Nesse momento, a História da Ciência servia apenas para chamar a atenção dos alunos. Em 1980, conheci o professor Márcio Pugliesi que lecionava a disciplina História e Desenvolvimento do Pensamento Científico, no curso de licenciatura em Química nas Faculdades Oswaldo Cruz, e esse contato ativou ainda mais o meu interesse pela História da Ciência.
As pesquisas sobre História da Ciência levaram-me à construção de um currículo paralelo em que pude perceber que o desenvolvimento histórico da Química, Física e Matemática mostrava que estas ciências não precisavam ser ensinadas de modo tão fragmentado, tradicional e cansativo. O fruto desses primeiros anos de pesquisa foi a publicação, em 1983, do livro Química Básica Teórica, em parceria com Márcio Pugliesi, obra na qual a articulação dos capítulos foi feita em função da visão histórica do desenvolvimento da Química.
A História da Ciência começou a se delinear como um espaço para a crítica do conhecimento científico, por meio da interdisciplinaridade, a partir da década de 1960. Constitui-se em um espaço estratégico do ponto de vista educacional, pois procura enfatizar a ética científica, respeitando a humanidade e a sua história e, desta forma, resgatar o homem no seu sentido superior.
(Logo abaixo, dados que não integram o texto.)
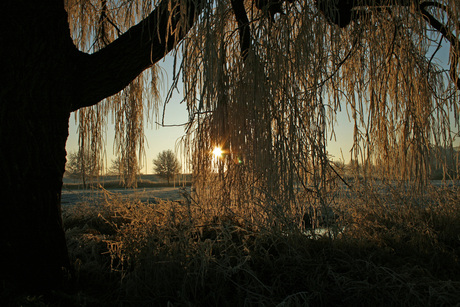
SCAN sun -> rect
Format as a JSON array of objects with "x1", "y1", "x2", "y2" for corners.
[{"x1": 212, "y1": 147, "x2": 223, "y2": 158}]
Alguns autores, como Alfonso-Goldfarb e Andery abordam esta questão. Durante os anos de 1990, houve um crescente interesse, na área educacional, pela História da Ciência e diversos trabalhos, como os de Chassot e Vanin , foram escritos sobre a sua importância na formação dos alunos do Ensino Médio. Entretanto, freqüentemente o seu conhecimento é construído enfocando alguns episódios descontextualizados nas disciplinas das chamadas Ciências da Natureza, Matemática e suas tecnologias, quando tópicos de História da Ciência são introduzidos apenas como ilustração, configurando o que se convencionou chamar de “perfumaria”, uma espécie de pausa para respirar entre dois conteúdos e que realmente, estes sim, devem merecer a importância do professor e do aluno! Esta não é, seguramente, a História da Ciência que desejamos que faça parte da formação dos alunos de Ensino Médio do nosso país.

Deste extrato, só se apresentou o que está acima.